GRUs only have one memory vector flowing through, rather two for a separate LTM and STM, as with LSTMs. In this way, they look much more similar to normal NNs.
But unlike normal NNs (which basically only have one simple gate that passes the concatenated input-and-previous-activation through 1 layer of an NN), GRUs have 2 gates. These gates work to decide which “memory cells” in the previous cell’s activation should be overridden with new information, and which should be retained as a sort of long term memory. This allows the system to learn to maintain certain pieces of information for an arbitrary period of time.
If you think GRUs are gonna be important to understand, you could rewatch the coursera video on them to better understand how they work and make updates at a low level.
What are two potential uses of an RNN which, at every step t, tries to predict the next value in the sequence, X_t+1?
Writing new text, either one word at a time or one letter
Time series prediction: predicting stock prices or something
If you’re training an RNN whose prediction at time step t is “what’s the value of the input at time t+1”, how do you construct the outcome variable? Why does this construction avoid letting the RNN use the outcome variable when predicting the outcome variable?

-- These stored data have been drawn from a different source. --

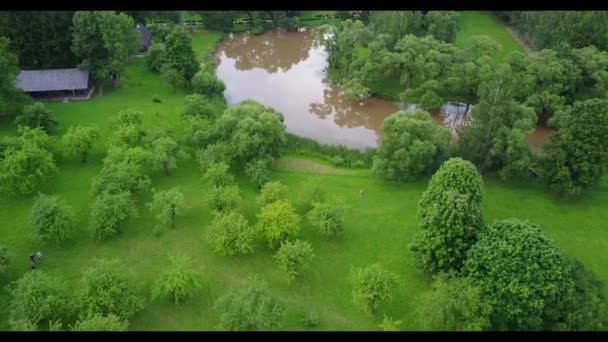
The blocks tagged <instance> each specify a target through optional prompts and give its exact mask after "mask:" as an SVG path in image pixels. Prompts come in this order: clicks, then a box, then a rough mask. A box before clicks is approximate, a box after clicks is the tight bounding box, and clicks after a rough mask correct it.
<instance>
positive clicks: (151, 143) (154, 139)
mask: <svg viewBox="0 0 608 342" xmlns="http://www.w3.org/2000/svg"><path fill="white" fill-rule="evenodd" d="M150 153H151V155H152V162H153V164H154V166H155V167H156V168H162V169H163V171H164V172H165V175H167V176H168V175H169V169H175V168H177V160H178V159H185V158H187V154H186V153H185V152H184V151H183V150H182V149H180V147H179V145H178V143H177V141H175V138H173V136H172V134H166V133H161V134H159V136H157V137H156V138H155V139H154V140H152V142H151V143H150Z"/></svg>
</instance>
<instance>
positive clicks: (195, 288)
mask: <svg viewBox="0 0 608 342" xmlns="http://www.w3.org/2000/svg"><path fill="white" fill-rule="evenodd" d="M198 288H200V283H199V281H198V273H197V272H196V271H195V269H194V267H193V266H192V260H191V259H190V258H189V257H188V256H186V255H184V254H177V255H169V267H168V268H167V269H166V270H165V271H164V272H163V273H162V274H161V275H160V276H159V277H158V278H157V279H156V281H155V283H154V285H153V287H152V296H153V297H154V298H160V297H170V298H172V299H173V300H174V302H175V304H178V305H179V303H180V302H182V301H183V300H184V299H186V298H188V297H191V296H192V295H193V294H194V292H195V291H196V290H197V289H198Z"/></svg>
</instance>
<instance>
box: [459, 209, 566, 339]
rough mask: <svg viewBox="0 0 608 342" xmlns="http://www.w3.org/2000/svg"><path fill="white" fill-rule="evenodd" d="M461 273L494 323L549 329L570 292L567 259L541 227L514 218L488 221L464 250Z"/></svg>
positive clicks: (559, 319)
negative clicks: (471, 241)
mask: <svg viewBox="0 0 608 342" xmlns="http://www.w3.org/2000/svg"><path fill="white" fill-rule="evenodd" d="M463 273H464V275H465V276H467V277H470V278H472V279H473V280H474V281H475V283H476V284H478V286H479V287H480V288H481V291H482V295H483V297H484V299H485V300H488V301H489V302H490V303H491V304H492V307H493V308H494V312H493V314H492V316H491V321H492V325H493V326H494V328H496V329H500V330H503V329H507V330H543V329H551V328H552V327H554V325H555V324H556V323H557V322H558V321H560V320H561V319H562V317H564V316H565V315H566V312H565V311H567V308H568V303H569V301H570V300H571V298H572V295H573V292H574V283H573V281H572V274H571V269H570V266H569V264H568V261H567V260H566V259H565V258H564V256H563V255H562V253H561V251H560V250H559V249H558V248H557V247H556V246H555V244H554V243H553V241H552V240H551V239H550V238H549V237H548V236H547V235H546V234H545V233H544V232H543V230H542V229H541V228H540V227H539V226H537V225H535V224H532V223H529V222H526V221H521V220H518V219H507V220H502V221H497V222H495V223H494V224H492V225H490V226H488V227H487V229H486V230H485V231H484V232H483V233H482V234H481V235H480V237H479V241H477V243H476V244H475V245H474V246H473V247H472V248H471V250H470V251H469V254H468V257H467V260H466V262H465V264H464V267H463Z"/></svg>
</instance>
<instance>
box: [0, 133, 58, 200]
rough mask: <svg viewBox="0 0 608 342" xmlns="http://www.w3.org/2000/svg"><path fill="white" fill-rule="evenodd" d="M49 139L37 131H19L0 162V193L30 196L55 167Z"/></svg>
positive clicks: (8, 147)
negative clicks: (13, 140)
mask: <svg viewBox="0 0 608 342" xmlns="http://www.w3.org/2000/svg"><path fill="white" fill-rule="evenodd" d="M49 149H50V138H49V137H48V136H47V135H46V133H44V131H43V130H42V129H41V128H36V129H30V128H27V127H19V128H18V130H17V138H16V139H15V140H14V141H13V142H12V143H10V144H9V145H8V146H7V147H6V149H5V150H4V158H2V159H1V160H0V189H1V190H2V192H5V193H12V194H23V195H26V194H31V193H33V192H35V191H36V189H38V187H39V186H40V184H41V183H42V182H43V181H44V180H45V179H47V178H48V177H49V176H50V175H51V174H53V173H54V172H55V171H56V170H57V167H56V166H55V160H54V159H53V154H52V153H51V152H50V151H49Z"/></svg>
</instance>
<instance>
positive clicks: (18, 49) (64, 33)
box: [0, 11, 76, 70]
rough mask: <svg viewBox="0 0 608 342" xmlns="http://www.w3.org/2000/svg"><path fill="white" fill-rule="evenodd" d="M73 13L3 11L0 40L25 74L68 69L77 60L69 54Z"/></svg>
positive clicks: (74, 62)
mask: <svg viewBox="0 0 608 342" xmlns="http://www.w3.org/2000/svg"><path fill="white" fill-rule="evenodd" d="M73 15H74V12H73V11H4V12H2V13H1V14H0V23H2V24H1V25H0V26H1V28H0V37H1V36H4V37H7V38H9V39H10V41H11V48H12V50H13V51H15V53H16V55H18V57H19V66H20V67H21V68H22V69H24V70H32V69H57V68H70V67H73V66H74V65H75V64H76V58H75V56H74V54H72V52H71V51H70V45H71V39H70V29H71V28H72V16H73Z"/></svg>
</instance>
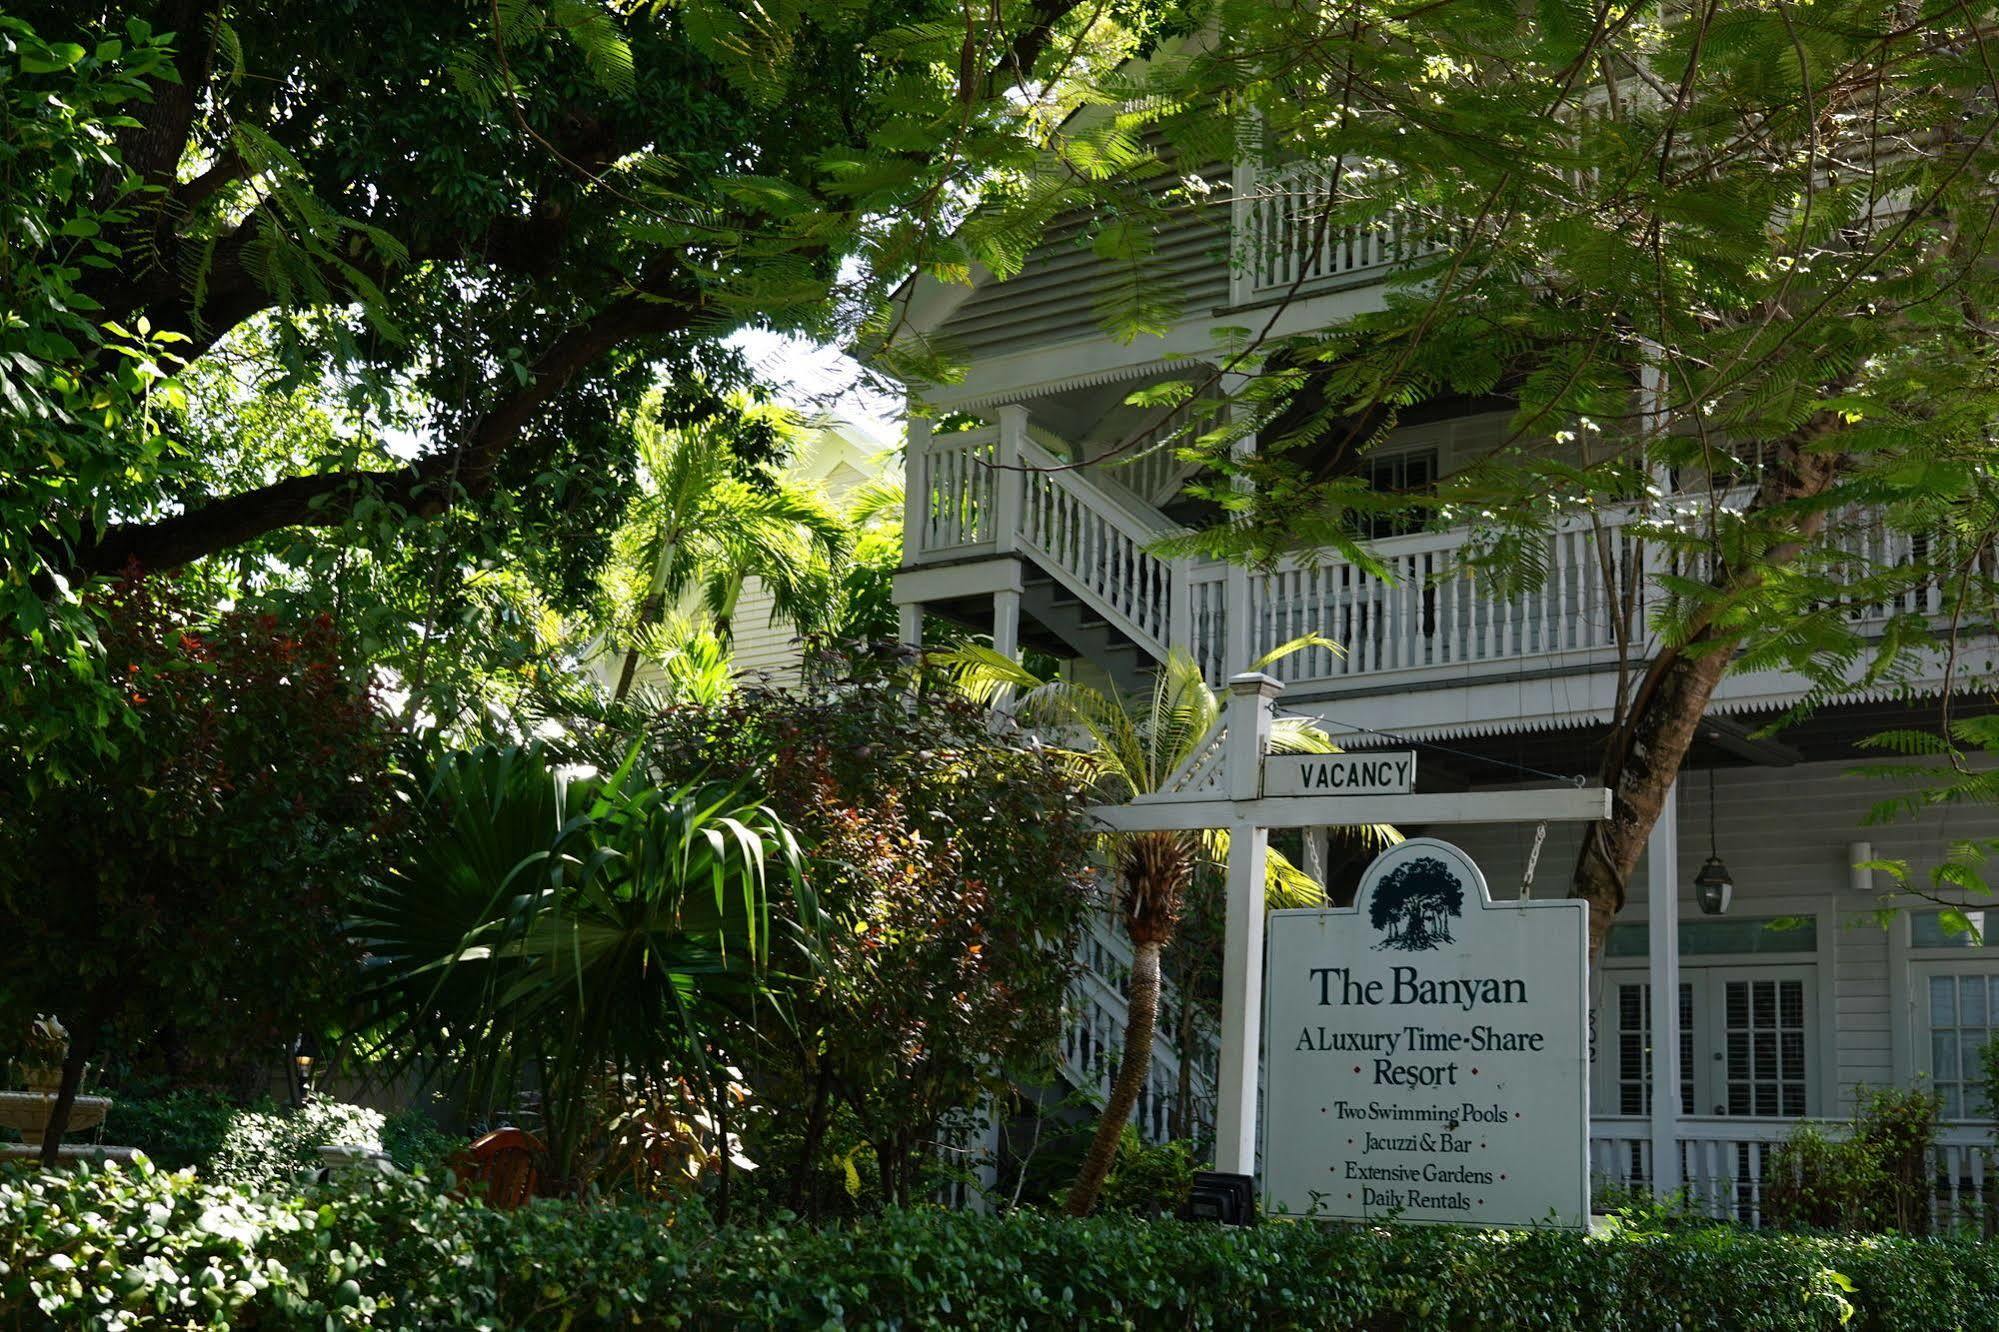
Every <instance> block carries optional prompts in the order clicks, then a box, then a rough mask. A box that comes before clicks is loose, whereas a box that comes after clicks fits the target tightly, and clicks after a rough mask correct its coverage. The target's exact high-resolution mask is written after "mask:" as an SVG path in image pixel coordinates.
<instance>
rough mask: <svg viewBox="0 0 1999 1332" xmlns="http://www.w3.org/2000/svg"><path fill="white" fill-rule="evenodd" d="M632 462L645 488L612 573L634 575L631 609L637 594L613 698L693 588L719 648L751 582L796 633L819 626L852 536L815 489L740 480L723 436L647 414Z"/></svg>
mask: <svg viewBox="0 0 1999 1332" xmlns="http://www.w3.org/2000/svg"><path fill="white" fill-rule="evenodd" d="M748 414H752V416H754V414H762V416H764V418H766V420H764V424H766V426H770V428H772V430H776V432H778V434H788V432H796V426H794V424H792V422H790V418H788V416H786V414H784V412H780V410H778V408H750V410H748ZM638 456H640V486H642V490H640V496H638V500H636V502H634V508H632V520H630V522H628V524H626V528H624V530H622V532H620V534H618V538H616V544H618V556H620V558H618V560H616V566H618V568H624V570H628V572H632V574H634V576H632V580H630V582H632V586H630V592H628V600H630V596H632V594H636V600H638V606H636V610H634V612H632V614H630V620H628V630H626V642H628V646H626V654H624V668H622V670H620V672H618V688H616V690H614V694H612V698H616V700H622V698H624V696H626V694H630V692H632V682H634V678H636V676H638V664H640V660H642V656H644V632H646V630H648V628H650V626H654V624H658V622H660V620H662V618H664V616H666V614H668V610H670V608H674V606H676V604H680V600H682V598H686V594H688V592H690V590H698V592H700V596H702V602H704V606H706V608H708V612H710V616H714V632H716V636H718V638H720V640H724V642H728V638H730V630H732V626H734V618H736V602H738V598H740V596H742V588H744V580H746V578H750V576H756V578H760V580H762V582H764V586H766V588H770V594H772V614H774V616H776V618H780V620H786V622H790V624H796V626H798V628H800V630H810V628H816V626H818V624H820V618H822V614H824V608H826V606H828V602H830V588H832V580H834V572H836V570H838V564H840V562H842V558H844V556H846V552H848V546H850V534H848V524H846V520H842V516H840V514H838V512H836V510H834V508H832V506H830V504H828V502H826V496H824V494H820V490H818V488H814V486H804V484H798V482H792V480H786V478H782V476H780V478H764V480H758V482H752V480H746V478H744V476H742V464H740V460H738V458H736V454H734V450H732V448H730V440H728V436H726V434H724V432H722V430H716V428H710V426H684V428H666V426H662V424H660V422H658V418H656V416H652V414H642V416H640V418H638ZM640 576H642V578H644V582H642V584H640V582H638V578H640Z"/></svg>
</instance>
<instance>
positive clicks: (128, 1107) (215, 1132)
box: [106, 1088, 238, 1170]
mask: <svg viewBox="0 0 1999 1332" xmlns="http://www.w3.org/2000/svg"><path fill="white" fill-rule="evenodd" d="M236 1114H238V1106H236V1102H232V1100H230V1098H228V1096H224V1094H220V1092H210V1090H198V1088H182V1090H174V1092H166V1094H162V1096H146V1094H130V1092H124V1090H120V1092H116V1100H114V1104H112V1112H110V1118H108V1120H106V1140H108V1142H118V1144H122V1146H132V1148H138V1150H140V1152H144V1154H146V1156H150V1158H152V1160H154V1162H158V1164H162V1166H166V1168H168V1170H182V1168H186V1166H206V1164H208V1160H210V1158H212V1156H214V1154H216V1152H218V1150H220V1148H222V1138H224V1136H228V1132H230V1120H234V1118H236Z"/></svg>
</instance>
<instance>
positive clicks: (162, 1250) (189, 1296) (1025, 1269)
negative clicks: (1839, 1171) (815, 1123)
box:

You construct the outcome variable as you would intuitively: you just shift the input over by one and have that be the outcome variable
The reason this isn’t “cheating” is for this type of RNN task, we’re just using a feed-forward RNN rather than a bidirectional RNN. So at any given time step t, the only information available to the RNN to make predictions is the inputs at time steps t and earlier. So there’s no cheating
The RNN is evaluated sequentially. So it makes the t=1 prediction, then a gradient is found; then it does t=2, and gets another gradient; and so on
How are training inputs and batches formed for an RNN? Say for example we’re training a character-level RNN to predict the next character in a sequence.
We use a method called sequence batching.
Say our input is an entire book (visualized below by 12 letters). First we split it up into N sections, and then we split each section into sections of M letters.
A batch is then a set of M letters from each of the N batches. Below N=2 and M=3; our first batch is [[1,2,3], [7,8,9]], and our second is [[4,5,6], [10,11,12]].
If you wanted to simplify this, I imagine you could just split the whole input into length-M segments and then make every N of them a batch, but not split into N sections like this. That’s also conceptually simpler, and perhaps a good way to start thinking about it.
Can you use dropout in RNNs?
Yep! It works for any of the relevant weight matrices.